Version header byte (Header4)

If either of the two enhancements described above is used, then the resulting format will not conform to the VCDIFF draft standard as described in RFC 3284. In order to indicate this deviation from the standard, the fourth byte in the encoding (Header4, reserved for the VCDIFF version code) will be set to 0x53 (a capital “S” character in ASCII.) If neither enhancement is used, the fourth byte may be 0x00 (a null character), the default value described in the standard.

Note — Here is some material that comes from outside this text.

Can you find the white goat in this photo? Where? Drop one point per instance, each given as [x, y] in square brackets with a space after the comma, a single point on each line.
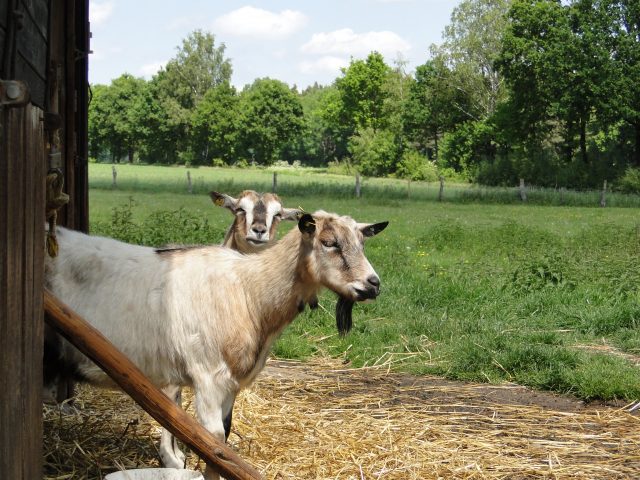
[206, 317]
[256, 220]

VCD_TARGET flag and target COPY instructions not allowed for SDCH

The SDCH protocol is intended to produce a delta between static dictionary data and target data. Secondary compression with gzip will be used to eliminate redundancy within the target data. For this reason, when using VCDIFF for SDCH, the Win_Indicator flag should always include the VCD_SOURCE flag, never the VCD_TARGET flag. COPY instructions should only reference addresses within the source data, never within the previously decoded target.

The Xdelta package (http://xdelta.org) produces a format based on VCDIFF, though not 100% compatible with the RFC draft standard. That package has been released under the GNU General Public License.

15. References

15.1. Normative References

[RFC2119]	Bradner, S., "Key words for use in RFCs to Indicate Requirement Levels", BCP 14, RFC 2119, DOI 10.17487/RFC2119, March 1997.
[RFC7230]	Fielding, R. and J. Reschke, "Hypertext Transfer Protocol (HTTP/1.1): Message Syntax and Routing", RFC 7230, DOI 10.17487/RFC7230, June 2014.

15.2. Informative References

[RFC3284]	Korn, D., MacDonald, J., Mogul, J. and K. Vo, "The VCDIFF Generic Differencing and Compression Data Format", RFC 3284, DOI 10.17487/RFC3284, June 2002.
[RFC3229]	Mogul, J., Krishnamurthy, B., Douglis, F., Feldmann, A., Goland, Y., van Hoff, A. and D. Hellerstein, "Delta encoding in HTTP", RFC 3229, DOI 10.17487/RFC3229, January 2002.
[RFC3929]	Hardie, T., "Alternative Decision Making Processes for Consensus-Blocked Decisions in the IETF", RFC 3929, DOI 10.17487/RFC3929, October 2004.
[RFC3548]	Josefsson, S., "The Base16, Base32, and Base64 Data Encodings", RFC 3548, DOI 10.17487/RFC3548, July 2003.
[RFC2965]	Kristol, D. and L. Montulli, "HTTP State Management Mechanism", RFC 2965, DOI 10.17487/RFC2965, October 2000.
[RFC1950]	Deutsch, P. and J-L. Gailly, "ZLIB Compressed Data Format Specification version 3.3", RFC 1950, DOI 10.17487/RFC1950, May 1996.
[RFC6234]	Eastlake 3rd, D. and T. Hansen, "US Secure Hash Algorithms (SHA and SHA-based HMAC and HKDF)", RFC 6234, DOI 10.17487/RFC6234, May 2011.